The transfer portal is not going to change traditional recruiting when it comes to trying to land a generational player for a program. Coaches are always going to want to land the player who will be a star for three seasons.
But it does undoubtedly alter a coaching staff’s recruiting mix. Transfer portal players simply offer less risk than a high school prospect who hasn’t yet adjusted to college baseball, and coaches universally seem to agree that portal recruiting is likely to continue to squeeze out junior college recruiting for some programs.
No matter the size or recruiting strategy of the program, the key above all else is going into the portal knowing what you need and what you have to offer.
“I think you’ve got to find your niche,” said the mid-major head coach. “Where are you going to get the bang for your buck? Are you going to get the guys that are coming down from the premier SEC programs? Is that the guy you want to get? Or are you trying to get the guy from a little bit lesser known D1 (program) that hits the portal and wants to move up?”
No one, even speaking off the record, had any issue with the transfer portal existing or with transfers being an option for players generally, but opinions on how the system is flawed are plentiful.
Many seized on the late draft, now taking place in mid July, as a complicating factor from a number of angles. It can lead to traditional recruiting classes falling apart at a time when most of the premier transfers, potential replacements for those lost recruits, have already committed elsewhere. Teams that recruited the portal aggressively early in the cycle can also see those transfer classes fall apart as draft-eligible incoming transfers get drafted.
Relatedly, with so much time between the end of the season and the draft, players have taken to entering the transfer portal as a bargaining chip in negotiations with MLB clubs for when they get drafted, leaving college coaches to suss out how serious the player is about actually playing another year of college baseball.
Almost certainly on the horizon is the passing of legislation that would create a 60-day transfer window that would open the day after NCAA Tournament selections are made.
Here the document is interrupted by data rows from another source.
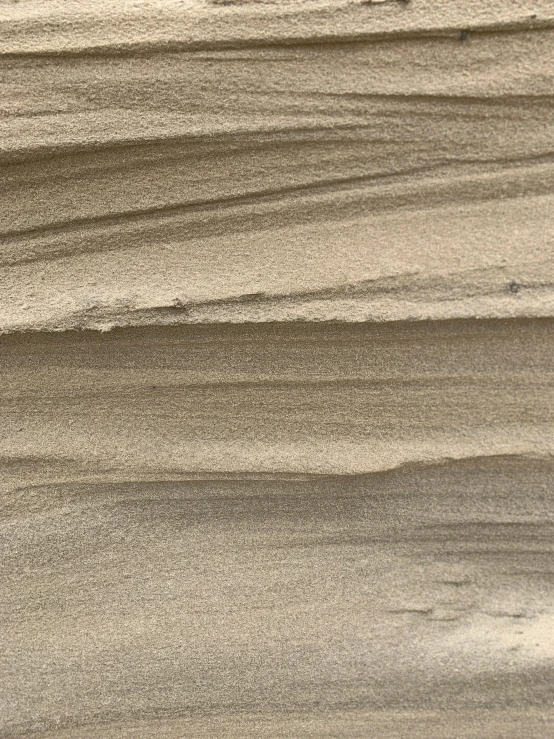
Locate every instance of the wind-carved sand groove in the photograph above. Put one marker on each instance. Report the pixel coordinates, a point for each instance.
(324, 509)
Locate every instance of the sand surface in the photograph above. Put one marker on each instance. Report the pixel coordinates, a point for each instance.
(276, 375)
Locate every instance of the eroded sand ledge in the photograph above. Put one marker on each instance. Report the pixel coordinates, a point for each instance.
(324, 509)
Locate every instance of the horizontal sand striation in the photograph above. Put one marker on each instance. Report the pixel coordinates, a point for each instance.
(186, 547)
(276, 378)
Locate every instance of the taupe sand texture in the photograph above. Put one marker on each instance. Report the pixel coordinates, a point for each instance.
(276, 369)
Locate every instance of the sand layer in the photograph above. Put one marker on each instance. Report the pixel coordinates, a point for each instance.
(276, 378)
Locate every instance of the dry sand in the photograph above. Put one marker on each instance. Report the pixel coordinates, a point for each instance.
(277, 417)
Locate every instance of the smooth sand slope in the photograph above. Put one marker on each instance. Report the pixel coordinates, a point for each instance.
(276, 377)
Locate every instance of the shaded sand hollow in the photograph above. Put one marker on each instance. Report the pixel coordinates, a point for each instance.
(276, 377)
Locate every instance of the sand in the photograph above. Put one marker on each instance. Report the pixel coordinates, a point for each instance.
(277, 328)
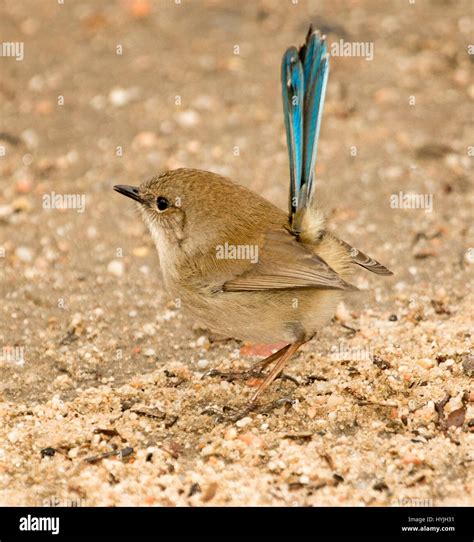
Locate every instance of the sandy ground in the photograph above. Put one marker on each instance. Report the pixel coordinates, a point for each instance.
(101, 398)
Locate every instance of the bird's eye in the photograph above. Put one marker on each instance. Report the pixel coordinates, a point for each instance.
(162, 203)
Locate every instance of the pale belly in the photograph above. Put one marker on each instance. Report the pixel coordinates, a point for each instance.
(264, 317)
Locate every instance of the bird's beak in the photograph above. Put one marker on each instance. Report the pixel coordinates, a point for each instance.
(129, 191)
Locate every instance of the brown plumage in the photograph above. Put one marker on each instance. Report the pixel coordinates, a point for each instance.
(281, 286)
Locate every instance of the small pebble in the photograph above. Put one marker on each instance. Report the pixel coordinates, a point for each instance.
(149, 352)
(203, 363)
(230, 434)
(342, 313)
(243, 422)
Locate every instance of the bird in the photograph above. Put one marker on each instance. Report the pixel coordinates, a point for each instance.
(241, 266)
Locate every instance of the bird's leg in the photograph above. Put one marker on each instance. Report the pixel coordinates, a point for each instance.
(254, 371)
(281, 357)
(285, 354)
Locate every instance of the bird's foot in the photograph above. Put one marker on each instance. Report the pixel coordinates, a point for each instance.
(231, 376)
(230, 414)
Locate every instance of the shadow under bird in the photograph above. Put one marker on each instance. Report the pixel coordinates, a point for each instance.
(240, 265)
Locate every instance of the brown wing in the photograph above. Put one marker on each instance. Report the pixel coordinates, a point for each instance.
(365, 261)
(283, 263)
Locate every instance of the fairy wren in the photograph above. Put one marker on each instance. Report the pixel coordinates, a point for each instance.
(241, 266)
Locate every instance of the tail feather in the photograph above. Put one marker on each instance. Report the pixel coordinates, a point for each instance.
(304, 78)
(293, 104)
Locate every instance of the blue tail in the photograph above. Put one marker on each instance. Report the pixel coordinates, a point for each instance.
(304, 77)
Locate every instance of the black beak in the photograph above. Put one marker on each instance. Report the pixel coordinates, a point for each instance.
(129, 191)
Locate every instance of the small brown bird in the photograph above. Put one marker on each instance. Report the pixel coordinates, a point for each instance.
(240, 265)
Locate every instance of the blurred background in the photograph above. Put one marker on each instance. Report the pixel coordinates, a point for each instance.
(113, 92)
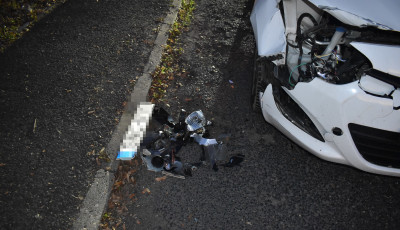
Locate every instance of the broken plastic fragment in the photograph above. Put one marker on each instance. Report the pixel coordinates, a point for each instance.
(149, 165)
(235, 160)
(203, 141)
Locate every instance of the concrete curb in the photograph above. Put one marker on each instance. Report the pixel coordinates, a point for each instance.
(96, 199)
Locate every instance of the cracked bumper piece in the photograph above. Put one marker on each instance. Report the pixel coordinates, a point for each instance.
(346, 117)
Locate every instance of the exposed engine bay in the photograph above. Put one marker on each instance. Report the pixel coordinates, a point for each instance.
(327, 75)
(322, 49)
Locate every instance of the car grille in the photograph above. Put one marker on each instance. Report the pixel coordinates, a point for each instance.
(377, 146)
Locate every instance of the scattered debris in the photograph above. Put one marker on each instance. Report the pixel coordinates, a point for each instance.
(235, 160)
(172, 175)
(161, 146)
(146, 190)
(158, 179)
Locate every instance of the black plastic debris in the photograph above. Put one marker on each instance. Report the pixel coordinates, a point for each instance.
(161, 147)
(235, 161)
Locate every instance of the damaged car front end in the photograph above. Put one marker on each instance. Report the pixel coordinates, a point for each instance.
(327, 75)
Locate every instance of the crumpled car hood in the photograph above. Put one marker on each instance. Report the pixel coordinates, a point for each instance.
(382, 14)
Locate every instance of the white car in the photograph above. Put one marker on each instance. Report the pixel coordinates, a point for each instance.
(327, 75)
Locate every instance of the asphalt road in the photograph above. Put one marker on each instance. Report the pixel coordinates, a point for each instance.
(62, 91)
(279, 185)
(71, 75)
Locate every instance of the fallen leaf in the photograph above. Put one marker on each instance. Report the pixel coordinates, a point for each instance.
(117, 184)
(146, 190)
(158, 179)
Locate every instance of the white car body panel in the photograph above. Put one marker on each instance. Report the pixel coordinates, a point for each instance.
(268, 26)
(382, 14)
(329, 106)
(383, 57)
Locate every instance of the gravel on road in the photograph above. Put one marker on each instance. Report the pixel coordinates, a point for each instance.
(63, 88)
(279, 185)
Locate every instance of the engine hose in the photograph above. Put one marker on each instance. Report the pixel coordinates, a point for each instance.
(300, 37)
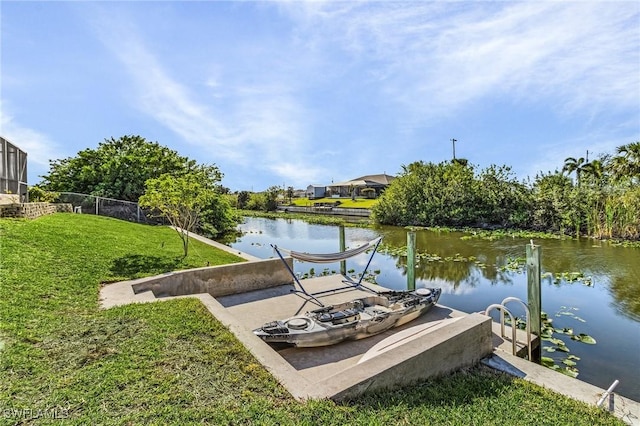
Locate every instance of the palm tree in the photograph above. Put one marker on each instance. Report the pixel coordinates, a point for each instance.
(626, 165)
(593, 170)
(574, 165)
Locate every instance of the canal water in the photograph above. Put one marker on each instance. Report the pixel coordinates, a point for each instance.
(588, 287)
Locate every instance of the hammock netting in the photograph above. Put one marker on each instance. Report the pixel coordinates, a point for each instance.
(330, 257)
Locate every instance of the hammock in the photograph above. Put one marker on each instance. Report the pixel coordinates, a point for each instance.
(329, 258)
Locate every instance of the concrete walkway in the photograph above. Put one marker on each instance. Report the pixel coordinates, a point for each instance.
(335, 371)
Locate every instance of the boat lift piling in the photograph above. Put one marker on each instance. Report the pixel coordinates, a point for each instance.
(534, 293)
(411, 260)
(343, 247)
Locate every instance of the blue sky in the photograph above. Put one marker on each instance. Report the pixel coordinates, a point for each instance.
(299, 93)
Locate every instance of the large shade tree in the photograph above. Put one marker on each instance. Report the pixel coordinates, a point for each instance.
(182, 200)
(117, 168)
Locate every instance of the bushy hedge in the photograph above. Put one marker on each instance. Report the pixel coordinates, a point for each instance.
(454, 194)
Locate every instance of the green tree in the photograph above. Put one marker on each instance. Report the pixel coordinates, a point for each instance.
(117, 168)
(242, 199)
(271, 198)
(625, 166)
(290, 194)
(181, 199)
(576, 165)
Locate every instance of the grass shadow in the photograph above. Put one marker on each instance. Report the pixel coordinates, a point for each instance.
(137, 265)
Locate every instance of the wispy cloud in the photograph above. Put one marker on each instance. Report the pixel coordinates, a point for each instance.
(38, 146)
(436, 57)
(258, 124)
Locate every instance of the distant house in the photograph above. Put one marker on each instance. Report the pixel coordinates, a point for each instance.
(13, 170)
(315, 191)
(370, 186)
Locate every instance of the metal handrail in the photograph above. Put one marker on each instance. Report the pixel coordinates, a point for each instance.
(528, 320)
(504, 310)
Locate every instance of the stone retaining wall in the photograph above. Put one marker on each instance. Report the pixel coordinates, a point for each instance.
(33, 210)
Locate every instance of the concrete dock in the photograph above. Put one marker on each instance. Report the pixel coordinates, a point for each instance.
(416, 351)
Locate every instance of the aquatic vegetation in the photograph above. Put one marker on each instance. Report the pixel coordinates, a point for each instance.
(567, 363)
(569, 277)
(514, 264)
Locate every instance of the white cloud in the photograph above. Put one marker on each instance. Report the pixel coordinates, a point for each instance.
(38, 146)
(436, 57)
(257, 124)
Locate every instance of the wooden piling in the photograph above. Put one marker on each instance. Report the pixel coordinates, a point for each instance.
(534, 293)
(343, 247)
(411, 260)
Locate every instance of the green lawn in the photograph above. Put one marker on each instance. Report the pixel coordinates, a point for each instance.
(172, 362)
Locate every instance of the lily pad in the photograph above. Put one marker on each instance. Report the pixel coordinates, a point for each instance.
(547, 362)
(571, 372)
(584, 338)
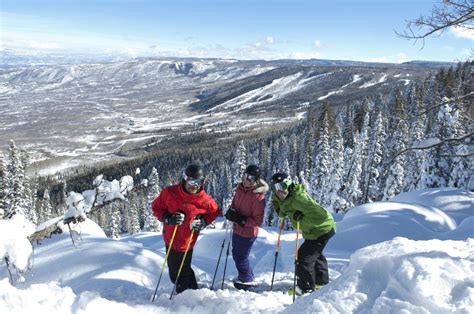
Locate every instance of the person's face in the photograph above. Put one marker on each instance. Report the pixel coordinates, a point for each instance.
(280, 190)
(249, 181)
(193, 185)
(282, 194)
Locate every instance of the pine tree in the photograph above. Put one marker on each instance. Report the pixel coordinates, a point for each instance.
(337, 201)
(3, 187)
(115, 221)
(414, 158)
(372, 185)
(46, 208)
(351, 191)
(320, 184)
(134, 215)
(17, 198)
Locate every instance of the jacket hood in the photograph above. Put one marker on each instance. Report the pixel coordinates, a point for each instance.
(262, 187)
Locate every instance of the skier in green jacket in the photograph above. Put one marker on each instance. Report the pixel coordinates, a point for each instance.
(316, 223)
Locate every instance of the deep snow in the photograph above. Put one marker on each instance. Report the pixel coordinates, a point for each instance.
(412, 254)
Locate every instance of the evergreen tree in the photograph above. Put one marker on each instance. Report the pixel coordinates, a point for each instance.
(115, 221)
(337, 201)
(351, 191)
(17, 198)
(134, 215)
(372, 186)
(320, 185)
(46, 208)
(3, 187)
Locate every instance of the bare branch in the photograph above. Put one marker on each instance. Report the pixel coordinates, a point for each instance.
(440, 143)
(55, 227)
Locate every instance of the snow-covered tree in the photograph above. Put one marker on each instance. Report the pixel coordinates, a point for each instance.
(372, 186)
(3, 187)
(18, 198)
(133, 215)
(351, 191)
(319, 184)
(115, 221)
(337, 201)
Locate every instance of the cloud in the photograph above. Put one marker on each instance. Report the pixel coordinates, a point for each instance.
(269, 40)
(398, 58)
(463, 32)
(401, 57)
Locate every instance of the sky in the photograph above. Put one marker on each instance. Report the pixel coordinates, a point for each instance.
(413, 254)
(246, 29)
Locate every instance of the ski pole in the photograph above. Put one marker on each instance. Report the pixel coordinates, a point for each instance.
(220, 254)
(276, 254)
(296, 259)
(225, 264)
(166, 258)
(182, 262)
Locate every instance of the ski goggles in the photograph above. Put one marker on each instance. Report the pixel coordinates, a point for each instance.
(281, 186)
(196, 182)
(250, 177)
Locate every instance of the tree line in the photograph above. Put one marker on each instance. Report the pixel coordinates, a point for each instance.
(414, 137)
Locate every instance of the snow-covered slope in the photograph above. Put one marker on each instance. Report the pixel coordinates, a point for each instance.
(400, 273)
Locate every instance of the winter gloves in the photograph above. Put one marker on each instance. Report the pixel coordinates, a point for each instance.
(298, 216)
(234, 216)
(178, 218)
(175, 219)
(198, 224)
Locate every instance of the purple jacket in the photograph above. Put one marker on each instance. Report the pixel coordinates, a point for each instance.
(250, 202)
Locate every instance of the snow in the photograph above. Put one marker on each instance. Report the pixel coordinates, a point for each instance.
(412, 254)
(373, 82)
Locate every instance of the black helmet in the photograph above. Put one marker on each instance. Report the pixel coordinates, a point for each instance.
(194, 171)
(281, 181)
(254, 171)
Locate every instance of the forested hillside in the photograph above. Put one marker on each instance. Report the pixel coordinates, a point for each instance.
(371, 149)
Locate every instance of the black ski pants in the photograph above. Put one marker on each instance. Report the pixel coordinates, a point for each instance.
(187, 279)
(312, 267)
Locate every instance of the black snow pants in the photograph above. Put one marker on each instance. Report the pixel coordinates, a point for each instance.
(312, 267)
(187, 279)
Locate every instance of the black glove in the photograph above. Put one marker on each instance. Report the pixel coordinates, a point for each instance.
(175, 219)
(234, 216)
(198, 224)
(298, 216)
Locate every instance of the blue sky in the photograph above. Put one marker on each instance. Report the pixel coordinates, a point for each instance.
(245, 29)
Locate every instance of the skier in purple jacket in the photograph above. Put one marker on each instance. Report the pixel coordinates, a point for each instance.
(246, 212)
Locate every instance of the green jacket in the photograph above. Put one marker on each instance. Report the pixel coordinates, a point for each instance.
(316, 221)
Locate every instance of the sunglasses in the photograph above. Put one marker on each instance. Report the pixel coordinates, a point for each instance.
(195, 182)
(250, 177)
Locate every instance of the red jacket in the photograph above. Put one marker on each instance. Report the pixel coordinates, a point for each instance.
(250, 202)
(174, 199)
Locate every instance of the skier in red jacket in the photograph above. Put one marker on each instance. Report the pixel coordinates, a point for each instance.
(247, 210)
(187, 206)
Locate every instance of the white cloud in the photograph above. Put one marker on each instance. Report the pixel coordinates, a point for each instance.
(463, 32)
(269, 40)
(401, 57)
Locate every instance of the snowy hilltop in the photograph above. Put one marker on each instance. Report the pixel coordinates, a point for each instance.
(412, 254)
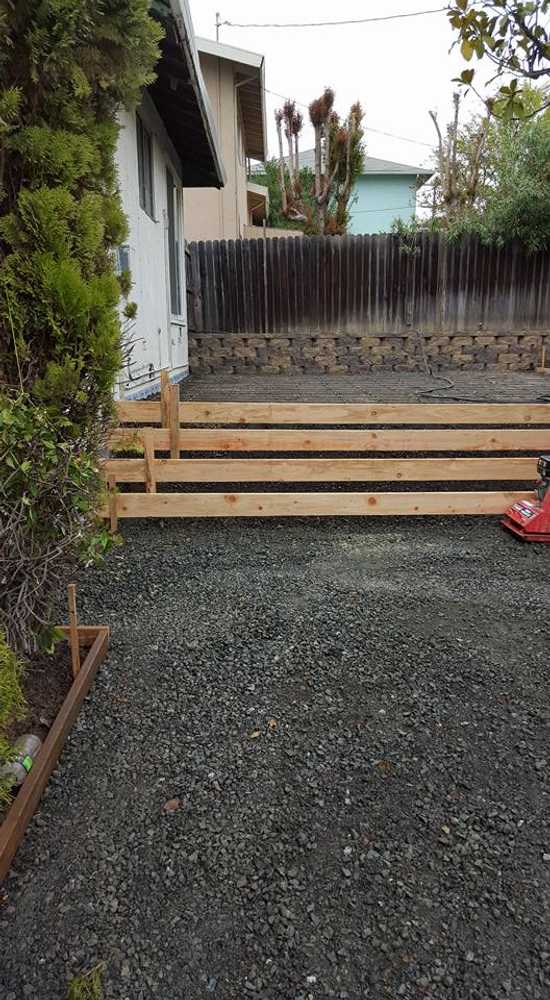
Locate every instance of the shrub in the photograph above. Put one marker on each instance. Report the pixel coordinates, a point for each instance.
(66, 66)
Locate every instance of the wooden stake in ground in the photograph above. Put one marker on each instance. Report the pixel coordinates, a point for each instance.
(73, 630)
(148, 439)
(113, 516)
(174, 420)
(164, 397)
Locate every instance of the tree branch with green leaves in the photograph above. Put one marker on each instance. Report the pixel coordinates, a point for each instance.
(514, 36)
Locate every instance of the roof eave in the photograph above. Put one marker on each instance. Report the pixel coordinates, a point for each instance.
(181, 99)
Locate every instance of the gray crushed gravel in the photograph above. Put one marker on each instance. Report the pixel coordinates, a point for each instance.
(356, 717)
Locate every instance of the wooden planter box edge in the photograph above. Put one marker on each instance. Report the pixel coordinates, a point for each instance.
(24, 805)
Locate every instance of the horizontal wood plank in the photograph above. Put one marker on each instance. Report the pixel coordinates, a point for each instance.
(365, 413)
(325, 470)
(336, 440)
(139, 411)
(313, 504)
(494, 414)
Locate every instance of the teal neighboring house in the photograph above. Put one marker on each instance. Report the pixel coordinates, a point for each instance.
(384, 192)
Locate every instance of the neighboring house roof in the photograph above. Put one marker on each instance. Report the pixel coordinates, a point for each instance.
(249, 66)
(372, 165)
(180, 96)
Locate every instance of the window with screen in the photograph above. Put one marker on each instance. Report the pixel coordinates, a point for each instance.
(175, 240)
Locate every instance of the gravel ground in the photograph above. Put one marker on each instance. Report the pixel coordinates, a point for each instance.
(355, 717)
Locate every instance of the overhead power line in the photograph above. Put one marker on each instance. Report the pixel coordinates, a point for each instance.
(368, 128)
(333, 24)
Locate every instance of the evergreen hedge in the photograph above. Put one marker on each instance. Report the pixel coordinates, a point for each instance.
(66, 67)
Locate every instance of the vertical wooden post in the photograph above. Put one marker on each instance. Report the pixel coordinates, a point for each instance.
(174, 421)
(164, 396)
(113, 510)
(73, 630)
(148, 438)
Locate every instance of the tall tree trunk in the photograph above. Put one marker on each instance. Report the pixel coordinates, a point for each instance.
(282, 178)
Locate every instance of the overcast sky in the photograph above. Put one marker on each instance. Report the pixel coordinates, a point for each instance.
(397, 69)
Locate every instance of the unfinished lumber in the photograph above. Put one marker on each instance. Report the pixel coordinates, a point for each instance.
(325, 470)
(174, 420)
(245, 414)
(365, 413)
(73, 629)
(315, 504)
(481, 440)
(148, 439)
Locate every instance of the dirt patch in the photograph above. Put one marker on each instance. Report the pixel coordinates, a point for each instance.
(46, 683)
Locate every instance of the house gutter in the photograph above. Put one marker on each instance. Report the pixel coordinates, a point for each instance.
(184, 26)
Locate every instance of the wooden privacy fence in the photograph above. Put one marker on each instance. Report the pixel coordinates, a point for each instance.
(339, 444)
(365, 285)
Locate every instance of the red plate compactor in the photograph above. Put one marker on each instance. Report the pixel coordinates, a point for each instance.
(530, 519)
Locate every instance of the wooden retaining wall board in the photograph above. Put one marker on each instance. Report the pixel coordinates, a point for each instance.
(341, 413)
(312, 504)
(402, 440)
(25, 803)
(326, 470)
(227, 435)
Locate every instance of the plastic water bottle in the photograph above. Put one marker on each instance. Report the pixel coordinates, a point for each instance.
(26, 748)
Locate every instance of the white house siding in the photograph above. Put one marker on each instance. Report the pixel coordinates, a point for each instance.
(159, 340)
(212, 214)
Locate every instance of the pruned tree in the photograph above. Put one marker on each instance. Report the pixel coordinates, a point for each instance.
(282, 173)
(321, 117)
(339, 154)
(455, 185)
(291, 121)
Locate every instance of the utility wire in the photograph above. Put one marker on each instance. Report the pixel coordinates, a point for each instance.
(332, 24)
(368, 128)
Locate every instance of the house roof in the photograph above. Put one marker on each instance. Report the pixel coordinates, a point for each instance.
(249, 67)
(181, 99)
(373, 165)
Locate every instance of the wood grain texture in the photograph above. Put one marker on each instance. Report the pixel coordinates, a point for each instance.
(314, 504)
(435, 414)
(357, 441)
(494, 414)
(138, 412)
(325, 470)
(13, 828)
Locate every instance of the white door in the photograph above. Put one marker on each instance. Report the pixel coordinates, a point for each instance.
(177, 298)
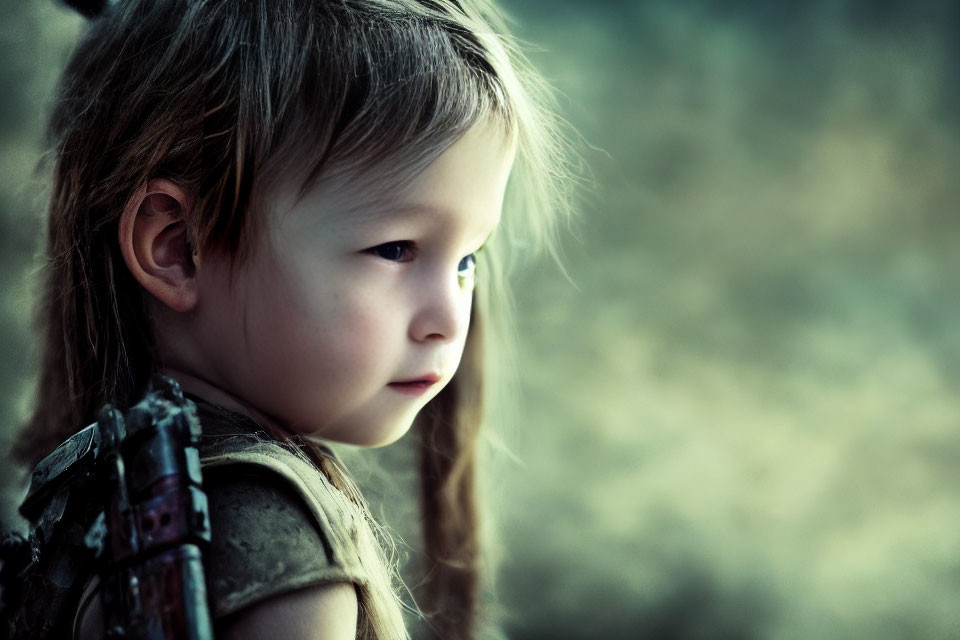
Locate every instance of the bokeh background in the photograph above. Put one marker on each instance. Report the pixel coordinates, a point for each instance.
(740, 419)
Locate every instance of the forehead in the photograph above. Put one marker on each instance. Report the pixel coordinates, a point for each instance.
(466, 181)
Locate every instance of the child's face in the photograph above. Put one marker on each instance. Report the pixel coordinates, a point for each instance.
(319, 330)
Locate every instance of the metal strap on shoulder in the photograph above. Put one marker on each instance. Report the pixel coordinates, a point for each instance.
(70, 458)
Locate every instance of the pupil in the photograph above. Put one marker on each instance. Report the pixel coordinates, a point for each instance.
(392, 251)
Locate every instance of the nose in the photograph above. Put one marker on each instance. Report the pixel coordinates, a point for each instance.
(442, 309)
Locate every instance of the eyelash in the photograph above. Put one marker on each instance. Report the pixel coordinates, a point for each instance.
(387, 251)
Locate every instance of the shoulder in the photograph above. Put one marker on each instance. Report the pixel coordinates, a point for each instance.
(265, 542)
(327, 612)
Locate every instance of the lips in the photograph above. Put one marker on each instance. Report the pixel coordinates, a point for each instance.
(415, 386)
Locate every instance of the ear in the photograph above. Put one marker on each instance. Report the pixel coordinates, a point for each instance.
(155, 245)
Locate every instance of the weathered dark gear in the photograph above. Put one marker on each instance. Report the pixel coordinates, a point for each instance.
(143, 536)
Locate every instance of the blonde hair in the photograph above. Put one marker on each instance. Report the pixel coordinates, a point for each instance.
(227, 98)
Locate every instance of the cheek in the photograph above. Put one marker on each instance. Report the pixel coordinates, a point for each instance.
(332, 324)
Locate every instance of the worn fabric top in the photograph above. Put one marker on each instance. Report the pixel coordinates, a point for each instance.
(277, 524)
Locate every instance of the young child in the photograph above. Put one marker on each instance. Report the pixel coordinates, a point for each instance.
(299, 210)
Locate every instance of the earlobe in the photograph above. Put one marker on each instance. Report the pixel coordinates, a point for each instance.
(155, 243)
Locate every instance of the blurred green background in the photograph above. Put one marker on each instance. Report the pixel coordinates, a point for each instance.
(742, 420)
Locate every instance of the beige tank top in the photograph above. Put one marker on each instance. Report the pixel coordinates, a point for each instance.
(316, 533)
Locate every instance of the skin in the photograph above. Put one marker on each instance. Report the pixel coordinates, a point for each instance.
(344, 300)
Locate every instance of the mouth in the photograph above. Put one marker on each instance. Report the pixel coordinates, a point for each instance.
(415, 386)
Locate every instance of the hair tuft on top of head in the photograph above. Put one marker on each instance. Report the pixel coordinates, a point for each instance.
(88, 8)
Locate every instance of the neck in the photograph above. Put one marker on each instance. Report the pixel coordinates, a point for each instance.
(213, 394)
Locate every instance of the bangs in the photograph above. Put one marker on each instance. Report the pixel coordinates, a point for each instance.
(333, 93)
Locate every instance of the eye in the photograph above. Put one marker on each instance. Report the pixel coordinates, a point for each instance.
(399, 251)
(467, 268)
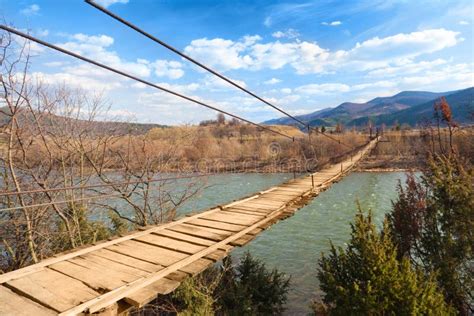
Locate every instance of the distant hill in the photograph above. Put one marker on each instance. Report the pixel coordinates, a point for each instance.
(461, 103)
(97, 127)
(387, 109)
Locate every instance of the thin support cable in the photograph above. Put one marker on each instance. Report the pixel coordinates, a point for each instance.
(67, 52)
(176, 51)
(92, 186)
(61, 202)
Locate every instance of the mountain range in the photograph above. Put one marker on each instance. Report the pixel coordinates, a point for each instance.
(407, 107)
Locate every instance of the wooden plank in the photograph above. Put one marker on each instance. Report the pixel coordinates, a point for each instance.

While that might mitigate the rush we saw this summer as players tried to get into the portal before the July 1 deadline, it does potentially create another set of headaches, with roster uncertainty creeping even further into the summer.
Like it or not, transfer portal activity is likely to stay at the current rate or increase from this point forward, especially as a future where players are able to transfer freely as many times as they like seems inevitable.
Every coach has to weigh how the transfer portal works for his specific program, but it stands to reason that the way forward, by and large, is to find a way to make it work rather than bucking against it.
“Regardless of what any of our opinions are on the portal, the reality is that it’s living and breathing and active and it’s here to stay,” Fitzgerald said.